Fake Gemstone Report And A Little Yellow Sapphire
Every now and then I come across something that shocks me. This is one of those cases. I had a Yellow Sapphire come across my desk recently and right from the onset I thought something wasn’t right. The customer had bought it off the internet and wanted me to check it out for authenticity. It came packaged in a nice box with a gemstone report from a gemologist who had tested it. I never look at gemstone reports before testing so that my mind is completely clear. I don’t want anything to sway my decision so I base my findings purely on results. Time to start doing some test.
These are tests that can be done without any specialist equipment In most cases all that is needed is your eyes and sometimes maybe a loupe. So this stone was poorly cut, nothing surprising there. It had a strange colour to it, something that I would not expect from a yellow Sapphire. It was obvious that by rotating the stone, the colour was mostly coming from the bottom of the stone and being reflected around. Usually the colour comes from inside the stone and rotating it does not change the colour of the stone.
Under The microscope
This is always the fun part where you get to see up close what is really going on. The first thing I notice is the inclusions inside the stone. Plenty of liquid filed tubes inside of the stone which had my questioning straight away the flase gemstone report which says Sapphire. Liquid filled tubes are classic inclusions inside gems that form inside pegmatites (Beryl, Topaz, Quartz). Could the fake gemstone report really get it so wrong.
Next up I start to look over the stone for any traces of anything else suspicious. On the bottom of the stone I find some yellow residue of what looks like dye. It is obvious that most of the dye has rubbed off and only small amounts remain This is what is giving this stone the yellow colour.
Testing Refractive Index (RI)
This is the nail in the coffin. Each mineral has it’s own refractive index that is unique. It is one of the main ways that gemologists differentiate between minerals. I place some liquid on the refractive index reader and place the gemstone on top. To my surprise the RI of this gem is 1.61 – 1.62. The RI of Sapphire is 1.76 – 1.77 so there is no way this could be Sapphire. Again could the fake gemstone report really get it so wrong.

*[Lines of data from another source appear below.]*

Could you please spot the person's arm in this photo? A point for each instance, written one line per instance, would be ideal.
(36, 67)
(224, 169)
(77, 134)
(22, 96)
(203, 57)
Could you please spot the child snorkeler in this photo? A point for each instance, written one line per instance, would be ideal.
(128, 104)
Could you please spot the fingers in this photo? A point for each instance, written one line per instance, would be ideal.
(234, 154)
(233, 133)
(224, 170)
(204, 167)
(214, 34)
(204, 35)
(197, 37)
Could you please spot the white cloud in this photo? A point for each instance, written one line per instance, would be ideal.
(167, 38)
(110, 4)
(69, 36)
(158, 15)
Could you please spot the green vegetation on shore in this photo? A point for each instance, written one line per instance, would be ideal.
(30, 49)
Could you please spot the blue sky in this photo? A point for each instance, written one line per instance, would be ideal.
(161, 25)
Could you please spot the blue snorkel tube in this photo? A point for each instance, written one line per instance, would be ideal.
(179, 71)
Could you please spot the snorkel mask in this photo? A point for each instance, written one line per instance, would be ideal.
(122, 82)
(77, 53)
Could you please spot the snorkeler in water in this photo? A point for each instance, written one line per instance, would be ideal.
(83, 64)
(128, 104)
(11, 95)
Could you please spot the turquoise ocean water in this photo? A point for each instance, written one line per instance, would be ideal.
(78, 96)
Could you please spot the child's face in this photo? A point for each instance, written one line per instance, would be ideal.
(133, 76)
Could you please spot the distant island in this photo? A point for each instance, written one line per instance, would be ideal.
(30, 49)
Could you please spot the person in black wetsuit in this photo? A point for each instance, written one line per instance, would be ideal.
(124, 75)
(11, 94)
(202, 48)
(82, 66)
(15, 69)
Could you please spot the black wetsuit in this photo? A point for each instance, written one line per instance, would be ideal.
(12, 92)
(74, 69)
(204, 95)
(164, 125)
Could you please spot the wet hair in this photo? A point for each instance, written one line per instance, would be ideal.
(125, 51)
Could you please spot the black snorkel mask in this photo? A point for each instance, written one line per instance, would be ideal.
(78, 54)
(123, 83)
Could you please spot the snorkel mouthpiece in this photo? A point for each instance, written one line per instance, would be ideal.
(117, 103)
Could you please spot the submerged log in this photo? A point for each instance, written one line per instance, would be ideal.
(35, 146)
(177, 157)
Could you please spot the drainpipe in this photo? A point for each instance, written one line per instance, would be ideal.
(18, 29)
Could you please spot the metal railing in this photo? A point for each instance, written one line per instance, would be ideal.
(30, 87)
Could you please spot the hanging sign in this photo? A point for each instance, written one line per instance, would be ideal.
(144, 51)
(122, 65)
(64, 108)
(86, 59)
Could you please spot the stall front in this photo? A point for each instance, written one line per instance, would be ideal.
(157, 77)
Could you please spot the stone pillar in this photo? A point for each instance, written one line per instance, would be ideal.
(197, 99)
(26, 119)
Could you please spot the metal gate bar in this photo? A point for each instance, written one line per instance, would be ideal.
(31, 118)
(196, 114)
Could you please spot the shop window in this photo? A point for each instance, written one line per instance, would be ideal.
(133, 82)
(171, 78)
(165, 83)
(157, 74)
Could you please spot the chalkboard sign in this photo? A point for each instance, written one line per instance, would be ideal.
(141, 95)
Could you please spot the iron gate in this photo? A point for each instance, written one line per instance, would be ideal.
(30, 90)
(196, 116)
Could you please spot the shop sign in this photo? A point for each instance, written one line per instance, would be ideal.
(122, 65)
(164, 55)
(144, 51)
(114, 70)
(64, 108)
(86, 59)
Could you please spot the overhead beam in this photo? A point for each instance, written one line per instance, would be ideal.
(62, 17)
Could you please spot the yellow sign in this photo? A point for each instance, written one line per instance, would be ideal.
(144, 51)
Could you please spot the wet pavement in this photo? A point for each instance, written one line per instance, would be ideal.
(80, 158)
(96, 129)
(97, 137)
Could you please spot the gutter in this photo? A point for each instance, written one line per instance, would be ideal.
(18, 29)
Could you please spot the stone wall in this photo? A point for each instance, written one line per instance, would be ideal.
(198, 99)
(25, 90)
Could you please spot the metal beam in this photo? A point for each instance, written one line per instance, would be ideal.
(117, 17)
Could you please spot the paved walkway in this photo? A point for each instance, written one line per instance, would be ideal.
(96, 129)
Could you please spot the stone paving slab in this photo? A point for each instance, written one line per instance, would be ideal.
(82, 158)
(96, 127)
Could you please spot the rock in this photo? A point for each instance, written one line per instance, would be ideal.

There is only one gemstone who’s RI fits the bill, and that’s Topaz. It is all falling into place now, the RI is telling me it is Topaz, the inclusions are telling me it is a stone formed in a pegmatite such as Topaz and it is dyed yellow.
Removing The Colouring
Just to be sure that I am correct, I place the stone in some acetone. I use standard nail polish remover as this will remove anything that is coated onto the stone. I also want to remove the coating so I can take the RI reading again just in case the coating is interfering with the machine.
After a few hours, the acetone has turned yellow and the stone is now clear. I double check the RI and it is still consistent with Topaz.
The Fake Gemstone Report
Lets take a close look at the fake gemstone report.
- Lab is called GTLI (Gemstone testing laboratory of India). No website, email or contact details are on the report.
- The weight, dimensions and shape of the stone is correct
- It is listed as DR gem (Double refractive), this is correct
- The RI is listed as 1.76 – 1.77, this is fake. From the tests above the RI of the gem is defiantly consistent with Topaz
- Species listed as Corundum This is fake, corundum is Sapphire or Ruby.
- Treatment listed as Hue Enhanced. This is correct as the stone was dyed.
It is unfortunate that this stone had a fake gemstone report because the customer truly believed it was the real deal. It is a very convincing fake gemstone report because it contained so much of the technical information required to correctly identify the stone.
It is essential that customers have confidence on who they are buying gemstones off, especially when they are worth so much money. If you believe you have a stone with a fake gemstone report, I suggest you send it to a reputable lab for a re test so that you have piece of mind.